MS sorry to hear you had to stop b/f before you wanted to and i'm sure one little drink won't have done any damage but dinky's suggestion sounds a good one.

swampster · 21/09/2009 11:55

Sent you a message on FB, elkiedee.

herbgarden · 21/09/2009 12:35

Ouch dinky how are you functioning??? Poor little man too. I think if I was on no sleep mode I'd be admitted to The Priory by now !! I've had DS waking me at 3am for the last week for nothing in particular (Ooh my pillows in the wrong place GRRRRRRRRRRRRRR) and I just can't get off again after that so thought that was bed. I've taken to wearing ear plugs so that DH can get out and deal as at least he gets back off with the click of a finger.

lbb - I hate judgy mothers when I'm out - I remember a lady at the soft play place who had a really quite agressive 2.5 year old and a baby to look after. He came over and pushed DS (and sat on him !!) once (after he'd done it to a few others) and she eventually draggede him off home looking really upset and harassed. I just wanted to go and tell her that it didn't matter and it would all be ok ...I wish I had really as clearly she was having a bad day like we all have sometimes and all our children can be, well, children sometimes can't they. That's why I like my ante-natal friends as we all just know what our kids can be like sometimes and we're there to support each other and realise that we're not alone....

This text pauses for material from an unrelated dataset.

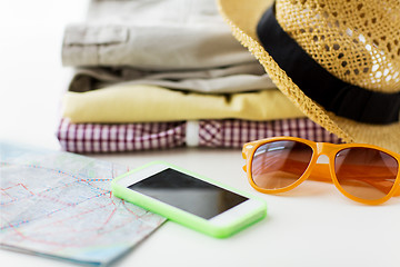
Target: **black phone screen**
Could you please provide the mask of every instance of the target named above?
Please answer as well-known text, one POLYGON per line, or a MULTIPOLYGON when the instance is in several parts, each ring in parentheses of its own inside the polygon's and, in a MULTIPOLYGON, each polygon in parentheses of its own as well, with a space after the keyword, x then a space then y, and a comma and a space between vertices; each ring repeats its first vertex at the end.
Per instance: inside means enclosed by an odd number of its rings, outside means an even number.
POLYGON ((196 177, 168 168, 128 187, 204 219, 248 200, 196 177))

Re the anxiety - it's been building up and one trigger I think is that DS has been weeing constantly (I'm talking sometimes 5/6 times an hour and often he will ask to go but won't go and gets all upset and usually does it when DD needs me or if we're out in a cafe we all have to up sticks from the table wait in line go in and then ....nothing ) so I've been upset about it/handled it badly /turned all shouty rather than sympathetic and probably because in the back of my mind I'm scared that I'm bringing up an anxious child IYSWIM so I'm almost taking it out on him....It's daft because it really is a phase and I think he's attention seeking a bit now that DD is getting more demanding and now I've done the nonchalant - "ok just go for a wee darling mode" and ignore it, it seems to have improved a lot. He'll get bored of it soon I'm sure -

Right off to some lunchtime meeting with free sandwiches !!

swampster · 21/09/2009 13:11

Herb, you could be describing my DS2 who is three and still busy regressing with his potty training since DS3 arrived. He's dry all day sometimes and other days it is four or five changes. It really gets me because I know he's more than capable of using the toilet (or a tree!). And because I'm convinced he's doing it on purpose I often don't deal with it as I would wish to.